Department of Computer Science, College of Liberal Arts, The University of Iowa, Iowa City, Iowa, USA.
J Am Med Inform Assoc. 2014 Jul-Aug;21(4):679-86. doi: 10.1136/amiajnl-2013-002284. Epub 2013 Dec 10.
To examine the impact of a personal health record (PHR) on medication-use safety among older adults.
Online PHRs have potential as tools to manage health information. We know little about how to make PHRs accessible for older adults and what effects this will have.
A PHR was designed and pretested with older adults and tested in a 6-month randomized controlled trial. After completing mailed baseline questionnaires, eligible computer users aged 65 and over were randomized 3:1 to be given access to a PHR (n=802) or serve as a standard care control group (n=273). Follow-up questionnaires measured change from baseline medication use, medication reconciliation behaviors, and medication management problems.
Older adults were interested in keeping track of their health and medication information. A majority (55.2%) logged into the PHR and used it, but only 16.1% used it frequently. At follow-up, those randomized to the PHR group were significantly less likely to use multiple non-steroidal anti-inflammatory drugs-the most common warning generated by the system (viewed by 23% of participants). Compared with low/non-users, high users reported significantly more changes in medication use and improved medication reconciliation behaviors, and recognized significantly more side effects, but there was no difference in use of inappropriate medications or adherence measures.

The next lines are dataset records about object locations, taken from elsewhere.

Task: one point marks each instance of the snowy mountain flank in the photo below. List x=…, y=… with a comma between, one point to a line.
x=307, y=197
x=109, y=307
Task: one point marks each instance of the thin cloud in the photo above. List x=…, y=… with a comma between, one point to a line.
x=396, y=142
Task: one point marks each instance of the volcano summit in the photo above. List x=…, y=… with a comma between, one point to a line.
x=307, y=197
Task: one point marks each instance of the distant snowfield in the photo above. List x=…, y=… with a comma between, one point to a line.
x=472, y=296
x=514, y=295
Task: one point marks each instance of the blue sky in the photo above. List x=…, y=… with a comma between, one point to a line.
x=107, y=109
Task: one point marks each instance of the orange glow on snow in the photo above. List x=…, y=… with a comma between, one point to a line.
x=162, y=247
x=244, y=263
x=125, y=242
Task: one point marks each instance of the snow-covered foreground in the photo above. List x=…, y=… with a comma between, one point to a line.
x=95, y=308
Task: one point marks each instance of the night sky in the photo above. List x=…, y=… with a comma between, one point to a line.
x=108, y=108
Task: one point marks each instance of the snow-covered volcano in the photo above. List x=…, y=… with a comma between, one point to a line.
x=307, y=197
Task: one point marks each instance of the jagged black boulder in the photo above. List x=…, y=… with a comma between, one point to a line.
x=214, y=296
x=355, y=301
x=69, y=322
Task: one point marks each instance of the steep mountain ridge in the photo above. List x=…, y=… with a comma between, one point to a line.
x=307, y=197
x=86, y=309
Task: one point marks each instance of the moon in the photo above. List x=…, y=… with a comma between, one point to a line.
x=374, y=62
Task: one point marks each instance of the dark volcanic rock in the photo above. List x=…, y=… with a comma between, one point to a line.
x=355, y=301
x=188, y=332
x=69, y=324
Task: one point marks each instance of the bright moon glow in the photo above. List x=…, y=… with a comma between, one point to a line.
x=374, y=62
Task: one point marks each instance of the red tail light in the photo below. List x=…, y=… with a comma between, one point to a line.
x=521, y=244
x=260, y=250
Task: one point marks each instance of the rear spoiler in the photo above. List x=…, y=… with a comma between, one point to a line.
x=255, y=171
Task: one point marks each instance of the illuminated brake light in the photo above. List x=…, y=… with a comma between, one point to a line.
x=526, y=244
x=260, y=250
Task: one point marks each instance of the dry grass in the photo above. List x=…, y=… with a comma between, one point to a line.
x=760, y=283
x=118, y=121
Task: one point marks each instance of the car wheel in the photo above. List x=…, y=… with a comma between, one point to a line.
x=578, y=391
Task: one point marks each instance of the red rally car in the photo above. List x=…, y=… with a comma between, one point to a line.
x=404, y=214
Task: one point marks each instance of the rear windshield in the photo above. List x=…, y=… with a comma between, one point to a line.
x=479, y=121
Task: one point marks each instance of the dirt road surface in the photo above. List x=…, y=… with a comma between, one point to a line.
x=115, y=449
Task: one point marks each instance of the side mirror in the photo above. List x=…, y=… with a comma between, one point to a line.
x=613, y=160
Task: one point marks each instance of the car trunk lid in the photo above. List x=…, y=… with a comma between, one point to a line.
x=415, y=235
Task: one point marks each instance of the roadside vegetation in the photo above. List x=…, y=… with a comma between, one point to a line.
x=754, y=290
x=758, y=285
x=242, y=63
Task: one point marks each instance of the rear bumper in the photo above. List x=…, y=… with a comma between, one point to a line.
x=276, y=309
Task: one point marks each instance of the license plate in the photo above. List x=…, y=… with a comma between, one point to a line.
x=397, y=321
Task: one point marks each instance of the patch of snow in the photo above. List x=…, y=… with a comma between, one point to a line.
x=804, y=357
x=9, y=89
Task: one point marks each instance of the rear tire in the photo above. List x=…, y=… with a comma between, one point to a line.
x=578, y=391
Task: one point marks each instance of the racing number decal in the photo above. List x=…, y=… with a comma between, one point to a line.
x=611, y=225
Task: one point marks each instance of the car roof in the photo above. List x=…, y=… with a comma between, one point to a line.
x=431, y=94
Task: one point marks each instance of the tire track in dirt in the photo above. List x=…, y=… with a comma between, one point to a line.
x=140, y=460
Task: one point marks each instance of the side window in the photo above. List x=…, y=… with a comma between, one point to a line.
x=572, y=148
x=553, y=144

PHRs can engage older adults for better medication self-management; however, features that motivate continued use will be needed. Longer-term studies of continued users will be required to evaluate the impact of these changes in behavior on patient health outcomes.
考察个人健康记录(PHR)对老年人用药安全的影响。
在线 PHR 作为管理健康信息的工具具有一定潜力。我们对如何使 PHR 便于老年人使用以及这将产生什么影响知之甚少。
设计了一个 PHR,并在老年人中进行了预测试,然后在一项为期 6 个月的随机对照试验中进行了测试。在完成邮寄的基线问卷后,符合条件的计算机用户(年龄在 65 岁及以上)以 3:1 的比例随机分配,获得 PHR(n=802)或作为标准护理对照组(n=273)。随访问卷衡量了从基线开始用药变化、用药核对行为和用药管理问题。
老年人对跟踪自己的健康和用药信息很感兴趣。大多数老年人(55.2%)登录并使用了 PHR,但只有 16.1%的人经常使用。在随访时,随机分配到 PHR 组的人使用多种非甾体抗炎药(系统生成的最常见警告,有 23%的参与者查看)的可能性显著降低。与低/非使用者相比,高使用者报告的用药变化明显更多,用药核对行为明显改善,并且明显识别出更多的副作用,但在使用不当药物或药物依从性方面没有差异。
PHR 可以让老年人更好地进行药物自我管理;然而,需要有激励持续使用的功能。需要对持续使用者进行更长期的研究,以评估这些行为变化对患者健康结果的影响。